Control is fuel pump switch on, arming switch on, full throttle switch on.
I do have a purge system, but usually don't use it, as I have not seen any difference in my runs, between purge and no purge.
 
Can I use the ground wire to activate the selenoids. Less chance off shorting out if a wire gets pinched or something.
 
Can I use the ground wire to activate the selenoids. Less chance off shorting out if a wire gets pinched or something.
I wouldn't see any reason why not but you still have to have a power wire going to them. I just used fuses coming off of any power lead to them.. also I activated them with a relay.. on my set up the low power activation wire to the relay first goes through a arming switch then to my activation switch on my shifter then through the full throttle switch up near the carburetors. Also it sends a low voltage signal to the timing retard. on the ground side of the relay it's hooked through the low pressure switch on the fuel system and ends up at the window switch.... Any wire coming off of the initial power wire has a fuse...
 
Thanks. I am using relays on everything. Nitrous, fuel pump, and heater. My timing will be adjusted manually . Probably at 30 total. Also using a fuel pressure switch that kills both selenoids.
 
Last edited:
As far as setting up the system you need a flow tool which is essentially a fuel pressure guage with a .073 jet. You set the regulator pressure at 5.5psi to start with the flow tool and drop a half pound up or down to fatten or lean out the tune. Regardless of using a 100 shot or a 175 shot etc always baseline the pressure regulator with the flow tool.

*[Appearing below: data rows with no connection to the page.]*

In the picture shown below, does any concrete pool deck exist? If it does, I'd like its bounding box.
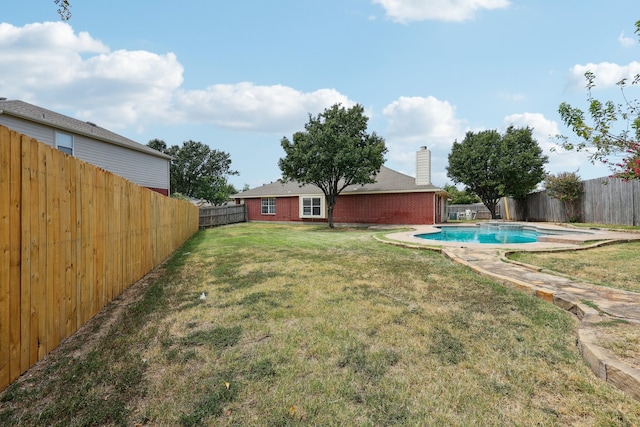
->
[381,222,640,399]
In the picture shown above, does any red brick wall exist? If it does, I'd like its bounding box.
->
[333,193,435,224]
[245,193,440,224]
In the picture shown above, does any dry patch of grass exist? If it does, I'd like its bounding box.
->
[0,223,640,426]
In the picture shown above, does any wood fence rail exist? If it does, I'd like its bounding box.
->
[507,178,640,226]
[0,126,198,390]
[200,204,247,228]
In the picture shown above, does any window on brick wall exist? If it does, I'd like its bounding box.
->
[300,196,326,218]
[260,197,276,215]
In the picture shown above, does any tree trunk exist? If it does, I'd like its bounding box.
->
[324,194,338,228]
[329,204,334,228]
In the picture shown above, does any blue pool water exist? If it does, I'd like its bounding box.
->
[416,225,546,244]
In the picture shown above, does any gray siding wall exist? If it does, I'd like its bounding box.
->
[0,114,169,189]
[0,114,55,147]
[74,136,169,189]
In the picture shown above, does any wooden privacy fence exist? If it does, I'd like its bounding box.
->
[0,126,198,390]
[447,203,502,220]
[507,178,640,225]
[200,204,247,228]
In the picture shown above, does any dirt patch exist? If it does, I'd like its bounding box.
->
[0,266,165,397]
[593,320,640,369]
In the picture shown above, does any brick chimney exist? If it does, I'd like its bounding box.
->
[416,146,431,185]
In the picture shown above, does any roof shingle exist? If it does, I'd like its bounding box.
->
[233,166,443,199]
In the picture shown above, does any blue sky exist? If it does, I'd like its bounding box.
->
[0,0,640,189]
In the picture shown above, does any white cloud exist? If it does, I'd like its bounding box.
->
[504,113,587,173]
[373,0,510,23]
[175,82,355,133]
[569,61,640,90]
[383,96,466,185]
[618,32,636,47]
[0,22,354,132]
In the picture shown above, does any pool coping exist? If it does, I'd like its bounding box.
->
[376,223,640,400]
[386,221,640,251]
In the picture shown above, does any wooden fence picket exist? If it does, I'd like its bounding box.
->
[0,126,198,390]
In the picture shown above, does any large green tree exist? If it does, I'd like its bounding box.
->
[147,139,238,205]
[544,171,584,222]
[558,21,640,179]
[447,126,548,218]
[444,184,481,205]
[278,104,387,228]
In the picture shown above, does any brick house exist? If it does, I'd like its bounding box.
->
[233,147,448,225]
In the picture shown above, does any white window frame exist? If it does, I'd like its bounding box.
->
[55,131,74,156]
[299,194,327,218]
[260,197,276,215]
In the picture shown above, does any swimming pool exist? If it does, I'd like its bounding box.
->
[416,223,553,244]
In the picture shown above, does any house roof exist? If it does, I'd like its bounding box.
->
[0,98,171,159]
[232,166,444,199]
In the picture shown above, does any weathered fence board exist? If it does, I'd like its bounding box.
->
[0,126,198,390]
[508,178,640,225]
[200,205,247,228]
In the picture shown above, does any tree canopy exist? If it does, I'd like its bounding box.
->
[447,126,548,218]
[147,139,238,205]
[444,184,481,205]
[278,104,387,228]
[544,172,584,222]
[558,20,640,179]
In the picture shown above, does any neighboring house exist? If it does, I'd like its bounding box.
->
[232,147,448,225]
[0,98,171,196]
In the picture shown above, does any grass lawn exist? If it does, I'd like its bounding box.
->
[0,223,640,426]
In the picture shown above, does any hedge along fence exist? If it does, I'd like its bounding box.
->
[0,126,198,390]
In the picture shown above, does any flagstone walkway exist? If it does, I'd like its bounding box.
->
[383,224,640,399]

I also recommend a fuel filter and a nitrous filter. My fuel filter is after the regulator so i can flow through it. My nitrous filter is before the 1/4 turn shut off handle by the shifter.

Also note that i get my tach signal for the progressive/window switch thing from the pertronix rev limiter box. The low deck Accell cable drive tach was converted to a Petronix with a matching coil so no place to get a tach signal hence the rev limiter box. Waylon in the 8 track too..

Why would a guy use a .073 flow tool, if his gas jet is smaller and recommended to run at 8 lbs of pressure ?
Why not clamp the right size jet in a hose and set it exactly what ur supposed to run?